A survey on 1,509 high school seniors who took the SAT and who completed an optional web survey between April 25 and April 30, 2007 shows that 55% of high school seniors are fairly certain that they will participate in a study abroad program in college.
n <- 1509 #number of respondents
p <- 0.55 #% of respondents certain that they will participate in study abroad
(a) Is this sample a representative sample from the population of all high school seniors in the US? Explain your reasoning.
No.
Respondents only include those who took the SAT between April 25 and April 30 and are willing to respond. This means that several groups of people were excluded:
those who aren’t willing to respond(might be someone who aren’t interested in the topic), those who didn’t not take SAT (might be someone who took ACT or chose not to take a similar kind of exam),
and those who took the exam during another period of time (students who take SAT in April tend to be Juniors, so the senior population should be relatively small).
(b) Let’s suppose the conditions for inference are met.
(observations are independent; success-failure condition met \(\Rightarrow\) sample distribution are nearly normal.)
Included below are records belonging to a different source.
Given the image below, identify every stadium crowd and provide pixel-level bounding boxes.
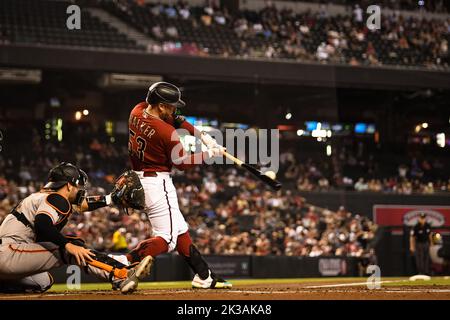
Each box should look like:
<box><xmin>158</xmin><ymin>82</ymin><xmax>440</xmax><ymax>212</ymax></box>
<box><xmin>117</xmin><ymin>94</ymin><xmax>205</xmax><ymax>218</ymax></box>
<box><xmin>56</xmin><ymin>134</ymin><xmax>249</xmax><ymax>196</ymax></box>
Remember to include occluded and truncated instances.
<box><xmin>0</xmin><ymin>125</ymin><xmax>449</xmax><ymax>256</ymax></box>
<box><xmin>100</xmin><ymin>0</ymin><xmax>450</xmax><ymax>69</ymax></box>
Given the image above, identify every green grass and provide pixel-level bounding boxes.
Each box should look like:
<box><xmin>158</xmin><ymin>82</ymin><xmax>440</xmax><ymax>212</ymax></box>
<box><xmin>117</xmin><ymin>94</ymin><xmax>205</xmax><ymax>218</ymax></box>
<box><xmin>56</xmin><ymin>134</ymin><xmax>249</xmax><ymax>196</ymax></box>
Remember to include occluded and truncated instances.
<box><xmin>49</xmin><ymin>277</ymin><xmax>450</xmax><ymax>293</ymax></box>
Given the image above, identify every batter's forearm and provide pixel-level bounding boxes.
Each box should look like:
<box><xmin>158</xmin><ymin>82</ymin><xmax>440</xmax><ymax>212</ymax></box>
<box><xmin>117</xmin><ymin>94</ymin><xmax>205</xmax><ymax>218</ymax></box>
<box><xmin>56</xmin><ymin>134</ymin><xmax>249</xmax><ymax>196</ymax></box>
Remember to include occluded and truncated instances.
<box><xmin>180</xmin><ymin>121</ymin><xmax>201</xmax><ymax>137</ymax></box>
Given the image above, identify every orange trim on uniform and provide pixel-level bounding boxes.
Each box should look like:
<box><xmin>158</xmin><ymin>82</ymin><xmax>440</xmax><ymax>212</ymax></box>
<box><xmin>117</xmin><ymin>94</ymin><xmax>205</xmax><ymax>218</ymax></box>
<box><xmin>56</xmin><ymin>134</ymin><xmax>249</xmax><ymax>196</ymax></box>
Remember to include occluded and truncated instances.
<box><xmin>36</xmin><ymin>211</ymin><xmax>56</xmax><ymax>224</ymax></box>
<box><xmin>45</xmin><ymin>192</ymin><xmax>72</xmax><ymax>215</ymax></box>
<box><xmin>8</xmin><ymin>244</ymin><xmax>58</xmax><ymax>253</ymax></box>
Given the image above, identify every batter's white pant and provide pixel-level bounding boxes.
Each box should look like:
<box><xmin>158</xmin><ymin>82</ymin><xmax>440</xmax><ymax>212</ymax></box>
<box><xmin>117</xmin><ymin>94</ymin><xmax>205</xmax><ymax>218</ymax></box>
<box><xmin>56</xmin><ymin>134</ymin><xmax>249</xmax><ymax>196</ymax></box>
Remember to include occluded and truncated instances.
<box><xmin>136</xmin><ymin>171</ymin><xmax>189</xmax><ymax>252</ymax></box>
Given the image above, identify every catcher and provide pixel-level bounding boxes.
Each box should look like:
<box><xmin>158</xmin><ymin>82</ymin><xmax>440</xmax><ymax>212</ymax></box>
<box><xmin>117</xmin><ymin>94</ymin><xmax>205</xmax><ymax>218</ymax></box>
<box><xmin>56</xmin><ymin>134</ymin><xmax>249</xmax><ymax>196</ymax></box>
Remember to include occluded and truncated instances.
<box><xmin>0</xmin><ymin>162</ymin><xmax>152</xmax><ymax>294</ymax></box>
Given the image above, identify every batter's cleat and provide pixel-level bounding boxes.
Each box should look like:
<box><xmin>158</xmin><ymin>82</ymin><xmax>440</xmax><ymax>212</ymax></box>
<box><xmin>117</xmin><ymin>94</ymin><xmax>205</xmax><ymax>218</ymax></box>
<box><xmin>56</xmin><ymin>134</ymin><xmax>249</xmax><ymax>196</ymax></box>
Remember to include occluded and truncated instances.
<box><xmin>192</xmin><ymin>271</ymin><xmax>233</xmax><ymax>289</ymax></box>
<box><xmin>120</xmin><ymin>256</ymin><xmax>153</xmax><ymax>294</ymax></box>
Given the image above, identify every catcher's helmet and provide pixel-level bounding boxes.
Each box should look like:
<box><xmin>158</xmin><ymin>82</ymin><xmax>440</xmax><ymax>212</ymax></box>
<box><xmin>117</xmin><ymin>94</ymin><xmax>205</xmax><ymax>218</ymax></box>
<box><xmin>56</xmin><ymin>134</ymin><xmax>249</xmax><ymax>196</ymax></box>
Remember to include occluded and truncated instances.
<box><xmin>44</xmin><ymin>162</ymin><xmax>88</xmax><ymax>190</ymax></box>
<box><xmin>145</xmin><ymin>81</ymin><xmax>186</xmax><ymax>108</ymax></box>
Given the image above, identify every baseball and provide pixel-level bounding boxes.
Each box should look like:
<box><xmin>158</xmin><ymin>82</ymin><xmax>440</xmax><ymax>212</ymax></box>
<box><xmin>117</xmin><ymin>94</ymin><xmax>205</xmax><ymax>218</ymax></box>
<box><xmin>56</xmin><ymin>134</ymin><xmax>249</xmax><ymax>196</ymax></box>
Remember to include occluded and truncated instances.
<box><xmin>264</xmin><ymin>171</ymin><xmax>277</xmax><ymax>180</ymax></box>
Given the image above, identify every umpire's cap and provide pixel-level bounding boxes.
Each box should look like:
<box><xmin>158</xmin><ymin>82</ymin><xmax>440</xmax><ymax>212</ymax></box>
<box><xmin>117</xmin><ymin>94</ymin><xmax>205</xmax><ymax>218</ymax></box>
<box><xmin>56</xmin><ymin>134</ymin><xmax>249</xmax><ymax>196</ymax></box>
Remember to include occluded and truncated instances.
<box><xmin>44</xmin><ymin>162</ymin><xmax>88</xmax><ymax>190</ymax></box>
<box><xmin>145</xmin><ymin>81</ymin><xmax>186</xmax><ymax>108</ymax></box>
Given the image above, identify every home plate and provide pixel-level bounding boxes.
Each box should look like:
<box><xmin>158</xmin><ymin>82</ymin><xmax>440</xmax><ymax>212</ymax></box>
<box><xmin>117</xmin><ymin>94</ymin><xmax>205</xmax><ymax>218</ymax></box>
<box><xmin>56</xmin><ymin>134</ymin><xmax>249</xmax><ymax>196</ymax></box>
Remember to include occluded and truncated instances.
<box><xmin>409</xmin><ymin>274</ymin><xmax>431</xmax><ymax>281</ymax></box>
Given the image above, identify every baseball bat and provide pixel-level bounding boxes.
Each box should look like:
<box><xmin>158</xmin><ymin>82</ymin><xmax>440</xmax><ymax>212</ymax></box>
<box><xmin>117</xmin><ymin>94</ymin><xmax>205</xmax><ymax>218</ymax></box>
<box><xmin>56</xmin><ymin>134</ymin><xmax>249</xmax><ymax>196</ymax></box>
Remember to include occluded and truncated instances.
<box><xmin>223</xmin><ymin>151</ymin><xmax>281</xmax><ymax>190</ymax></box>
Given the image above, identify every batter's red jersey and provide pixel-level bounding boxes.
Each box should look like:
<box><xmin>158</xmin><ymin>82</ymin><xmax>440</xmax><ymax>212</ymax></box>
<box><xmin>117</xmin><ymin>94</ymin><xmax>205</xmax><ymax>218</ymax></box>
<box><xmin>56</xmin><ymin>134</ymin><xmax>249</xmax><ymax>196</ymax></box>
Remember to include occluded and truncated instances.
<box><xmin>128</xmin><ymin>102</ymin><xmax>208</xmax><ymax>172</ymax></box>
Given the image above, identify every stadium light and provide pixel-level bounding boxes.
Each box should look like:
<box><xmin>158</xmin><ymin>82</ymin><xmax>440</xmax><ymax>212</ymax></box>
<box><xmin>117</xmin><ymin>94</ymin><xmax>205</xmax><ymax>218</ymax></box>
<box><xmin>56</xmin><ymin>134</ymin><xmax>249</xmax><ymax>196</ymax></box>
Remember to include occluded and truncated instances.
<box><xmin>436</xmin><ymin>132</ymin><xmax>445</xmax><ymax>148</ymax></box>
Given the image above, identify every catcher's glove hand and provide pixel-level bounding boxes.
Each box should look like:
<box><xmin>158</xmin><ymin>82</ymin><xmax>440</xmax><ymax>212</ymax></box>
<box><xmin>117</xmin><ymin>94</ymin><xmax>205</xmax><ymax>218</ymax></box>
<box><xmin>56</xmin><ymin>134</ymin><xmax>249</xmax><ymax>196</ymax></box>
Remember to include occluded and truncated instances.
<box><xmin>111</xmin><ymin>170</ymin><xmax>145</xmax><ymax>210</ymax></box>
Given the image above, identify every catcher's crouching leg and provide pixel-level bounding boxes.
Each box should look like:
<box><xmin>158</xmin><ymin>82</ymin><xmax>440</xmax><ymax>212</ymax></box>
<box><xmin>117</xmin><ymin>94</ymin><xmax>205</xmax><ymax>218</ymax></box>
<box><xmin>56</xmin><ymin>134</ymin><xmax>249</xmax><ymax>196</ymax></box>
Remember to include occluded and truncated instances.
<box><xmin>61</xmin><ymin>237</ymin><xmax>153</xmax><ymax>294</ymax></box>
<box><xmin>177</xmin><ymin>232</ymin><xmax>233</xmax><ymax>289</ymax></box>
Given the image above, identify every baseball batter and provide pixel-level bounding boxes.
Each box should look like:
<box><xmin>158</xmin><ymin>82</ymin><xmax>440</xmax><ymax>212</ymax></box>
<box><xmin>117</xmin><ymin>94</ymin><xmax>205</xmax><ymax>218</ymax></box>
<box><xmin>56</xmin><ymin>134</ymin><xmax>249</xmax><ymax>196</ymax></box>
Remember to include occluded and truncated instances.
<box><xmin>0</xmin><ymin>162</ymin><xmax>152</xmax><ymax>293</ymax></box>
<box><xmin>127</xmin><ymin>82</ymin><xmax>232</xmax><ymax>288</ymax></box>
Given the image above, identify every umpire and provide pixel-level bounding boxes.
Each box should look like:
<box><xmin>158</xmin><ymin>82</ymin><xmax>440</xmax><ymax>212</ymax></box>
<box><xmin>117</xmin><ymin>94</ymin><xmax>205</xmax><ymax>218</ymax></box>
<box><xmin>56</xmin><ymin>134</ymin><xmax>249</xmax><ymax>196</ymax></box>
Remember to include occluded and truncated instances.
<box><xmin>409</xmin><ymin>212</ymin><xmax>432</xmax><ymax>275</ymax></box>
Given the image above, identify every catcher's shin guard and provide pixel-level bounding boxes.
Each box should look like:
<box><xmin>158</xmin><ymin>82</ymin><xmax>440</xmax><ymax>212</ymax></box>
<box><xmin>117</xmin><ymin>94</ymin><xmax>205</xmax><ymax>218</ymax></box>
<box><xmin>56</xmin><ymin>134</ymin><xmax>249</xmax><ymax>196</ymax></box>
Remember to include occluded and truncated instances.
<box><xmin>81</xmin><ymin>250</ymin><xmax>128</xmax><ymax>281</ymax></box>
<box><xmin>183</xmin><ymin>244</ymin><xmax>209</xmax><ymax>279</ymax></box>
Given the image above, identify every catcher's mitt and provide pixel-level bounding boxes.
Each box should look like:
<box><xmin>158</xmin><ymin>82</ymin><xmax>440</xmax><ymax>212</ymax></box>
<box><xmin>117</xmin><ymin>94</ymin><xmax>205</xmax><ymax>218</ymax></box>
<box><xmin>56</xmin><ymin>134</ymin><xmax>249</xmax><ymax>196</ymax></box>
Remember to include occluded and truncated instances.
<box><xmin>111</xmin><ymin>170</ymin><xmax>145</xmax><ymax>210</ymax></box>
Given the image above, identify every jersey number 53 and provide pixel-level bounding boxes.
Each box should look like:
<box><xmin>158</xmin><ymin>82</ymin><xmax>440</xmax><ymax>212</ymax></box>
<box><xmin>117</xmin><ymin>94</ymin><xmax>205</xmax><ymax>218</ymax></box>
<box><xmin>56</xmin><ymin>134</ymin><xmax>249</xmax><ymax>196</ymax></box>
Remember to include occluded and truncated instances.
<box><xmin>128</xmin><ymin>130</ymin><xmax>147</xmax><ymax>162</ymax></box>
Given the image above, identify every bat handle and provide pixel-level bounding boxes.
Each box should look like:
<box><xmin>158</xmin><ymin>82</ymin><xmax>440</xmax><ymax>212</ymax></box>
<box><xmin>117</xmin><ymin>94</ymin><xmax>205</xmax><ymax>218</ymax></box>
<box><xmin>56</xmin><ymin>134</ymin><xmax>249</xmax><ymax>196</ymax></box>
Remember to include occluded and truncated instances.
<box><xmin>223</xmin><ymin>151</ymin><xmax>244</xmax><ymax>166</ymax></box>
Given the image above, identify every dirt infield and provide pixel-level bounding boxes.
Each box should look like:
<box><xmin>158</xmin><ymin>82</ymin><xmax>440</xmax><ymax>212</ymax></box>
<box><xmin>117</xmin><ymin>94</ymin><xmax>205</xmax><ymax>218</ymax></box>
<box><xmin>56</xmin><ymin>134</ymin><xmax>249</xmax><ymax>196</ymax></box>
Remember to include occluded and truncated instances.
<box><xmin>0</xmin><ymin>282</ymin><xmax>450</xmax><ymax>300</ymax></box>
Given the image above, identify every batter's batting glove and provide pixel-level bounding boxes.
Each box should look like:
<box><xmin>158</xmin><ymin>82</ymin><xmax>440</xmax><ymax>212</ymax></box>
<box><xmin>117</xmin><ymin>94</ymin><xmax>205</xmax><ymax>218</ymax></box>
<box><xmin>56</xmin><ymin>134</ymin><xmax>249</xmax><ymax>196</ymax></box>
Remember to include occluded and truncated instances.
<box><xmin>200</xmin><ymin>131</ymin><xmax>221</xmax><ymax>149</ymax></box>
<box><xmin>111</xmin><ymin>170</ymin><xmax>145</xmax><ymax>210</ymax></box>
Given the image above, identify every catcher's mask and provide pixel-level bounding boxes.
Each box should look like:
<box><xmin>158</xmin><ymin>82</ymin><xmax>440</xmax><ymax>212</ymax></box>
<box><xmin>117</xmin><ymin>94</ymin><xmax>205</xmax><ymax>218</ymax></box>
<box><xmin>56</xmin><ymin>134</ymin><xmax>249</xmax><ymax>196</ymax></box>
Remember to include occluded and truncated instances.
<box><xmin>44</xmin><ymin>162</ymin><xmax>88</xmax><ymax>204</ymax></box>
<box><xmin>145</xmin><ymin>81</ymin><xmax>186</xmax><ymax>109</ymax></box>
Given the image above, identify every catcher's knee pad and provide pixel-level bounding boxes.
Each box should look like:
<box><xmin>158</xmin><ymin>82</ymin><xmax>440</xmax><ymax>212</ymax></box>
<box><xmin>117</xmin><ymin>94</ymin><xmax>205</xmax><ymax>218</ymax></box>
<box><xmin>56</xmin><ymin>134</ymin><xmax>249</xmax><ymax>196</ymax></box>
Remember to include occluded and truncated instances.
<box><xmin>64</xmin><ymin>236</ymin><xmax>86</xmax><ymax>248</ymax></box>
<box><xmin>183</xmin><ymin>244</ymin><xmax>209</xmax><ymax>279</ymax></box>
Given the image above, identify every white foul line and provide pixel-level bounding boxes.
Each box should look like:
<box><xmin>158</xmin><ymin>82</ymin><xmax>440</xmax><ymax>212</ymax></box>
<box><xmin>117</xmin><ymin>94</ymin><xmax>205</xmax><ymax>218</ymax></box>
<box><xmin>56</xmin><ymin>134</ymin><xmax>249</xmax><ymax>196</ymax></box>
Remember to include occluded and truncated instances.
<box><xmin>305</xmin><ymin>280</ymin><xmax>410</xmax><ymax>289</ymax></box>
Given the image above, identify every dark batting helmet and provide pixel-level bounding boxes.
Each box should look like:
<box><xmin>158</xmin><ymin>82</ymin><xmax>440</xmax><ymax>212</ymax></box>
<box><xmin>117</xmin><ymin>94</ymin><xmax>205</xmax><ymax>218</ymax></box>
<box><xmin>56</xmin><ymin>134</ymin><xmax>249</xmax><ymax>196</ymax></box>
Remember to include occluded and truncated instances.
<box><xmin>145</xmin><ymin>81</ymin><xmax>186</xmax><ymax>108</ymax></box>
<box><xmin>44</xmin><ymin>162</ymin><xmax>88</xmax><ymax>190</ymax></box>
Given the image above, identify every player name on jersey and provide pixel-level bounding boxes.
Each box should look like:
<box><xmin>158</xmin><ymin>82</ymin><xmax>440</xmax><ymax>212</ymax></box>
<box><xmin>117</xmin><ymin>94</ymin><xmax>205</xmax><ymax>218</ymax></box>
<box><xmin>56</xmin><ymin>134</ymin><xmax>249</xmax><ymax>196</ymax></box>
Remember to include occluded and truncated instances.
<box><xmin>129</xmin><ymin>115</ymin><xmax>156</xmax><ymax>139</ymax></box>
Even if your answer to part (a) indicated that this approach would not be reliable, this analysis may still be interesting to carry out (though not report). Construct a 90% confidence interval for the proportion of high school seniors (of those who took the SAT) who are fairly certain they will participate in a study abroad program in college, and interpret this interval in context.
condition interval: point estimate \(\pm\space z*SE\)
Standard Error: \(SE\) = \(\sqrt\frac{p\space(1-p)}{n}\)
SE <- sqrt(p*(1-p)/n) #est of std
z <- qnorm(0.9) #z-score: returns the number whose cumulative distribution matches given probability
confidence_interval_upper <- p + z * SE
confidence_interval_lower <- p - z * SE
c(confidence_interval_lower,confidence_interval_upper)
## [1] 0.5335873 0.5664127
We are 90% confident that the true population of all high school seniors in the US who will participate in a study abroad program in college is between 53.36% and 56.64%.
(c) What does “90% confidence” mean?
By definition, a confidence interval is a plausible range of values for the population parameter. For a confidence interval, similarly, a 90% confidence means we are 90% confident that the confidence interval captured the true parameter.
When we randomly select a sample from the true population of all high school senior in the US, 90% of the population should have a proportion (percentage of high school seniors who are fairly certain that they will participate in a study abroad program in college) within this range (the confidence interval).
(d) Based on this interval, would it be appropriate to claim that the majority of high school seniors are fairly certain that they will participate in a study abroad program in college?
Based on this interval, since both ends of 90% confidence interval are above 50%, it would be appropriate to claim that the majority of high school seniors are fairly certain that they will participate in a study abroad program in college.